The TUC’s Pensions Justice website does a good job of taking apart some of the spin that is being put forward by ministers and their spokespeople to try and ‘sell’ their attack on our pensions:
Myth 1. The low paid are protected
The government say they are protecting the low paid – they say that those earning less than £15,000 will not have to pay extra.
That is not true.
Most people in the public sector earning less than £15,000 work part-time. But the government only counts you as low paid if you would earn less than £15,000 if you did your job full-time.
So if you earn £12,500 a year for a half-time job, you are counted as earning £25,000 a year. More than four out of five of those who are earning less than £15,000 but working part-time and so don’t count as low paid are women.
Myth 2. ‘First, for most low and middle income workers, the new schemes should generate an income at retirement that is at least as good as the amount that they receive now.’ – Danny Alexander, the Chief Secretary to the Treasury
The trick here is the phrase ‘at retirement’. In any pension scheme the longer you work or the older the age at which you start to claim your pension the bigger it will be. All pensions are paid on some estimate of how much longer you are likely to live. Therefore if you work longer any scheme can ‘generate an income at retirement … at least as good’ as any other scheme you choose.

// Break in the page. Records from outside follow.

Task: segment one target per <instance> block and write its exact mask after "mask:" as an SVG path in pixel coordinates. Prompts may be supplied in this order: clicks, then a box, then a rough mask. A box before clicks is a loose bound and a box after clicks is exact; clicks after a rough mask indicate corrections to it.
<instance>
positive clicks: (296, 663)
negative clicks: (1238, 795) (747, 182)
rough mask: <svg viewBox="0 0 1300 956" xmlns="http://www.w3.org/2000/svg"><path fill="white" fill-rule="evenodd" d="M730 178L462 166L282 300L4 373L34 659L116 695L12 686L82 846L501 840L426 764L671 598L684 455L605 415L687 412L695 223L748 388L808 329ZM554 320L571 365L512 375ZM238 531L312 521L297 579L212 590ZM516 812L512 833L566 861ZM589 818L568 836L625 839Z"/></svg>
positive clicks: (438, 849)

You can’t therefore make a comparison between pension schemes unless you take into account years of service. So let’s translate this sentence into plain English:
‘If you want to start your retirement with the same pension as under the old scheme, you will have to pay higher contributions while you are working, work longer (and thus make extra years of contributions) and then when you retire even if you start with the same pension income it will reduce as CPI indexing knocks a little off its value every year.’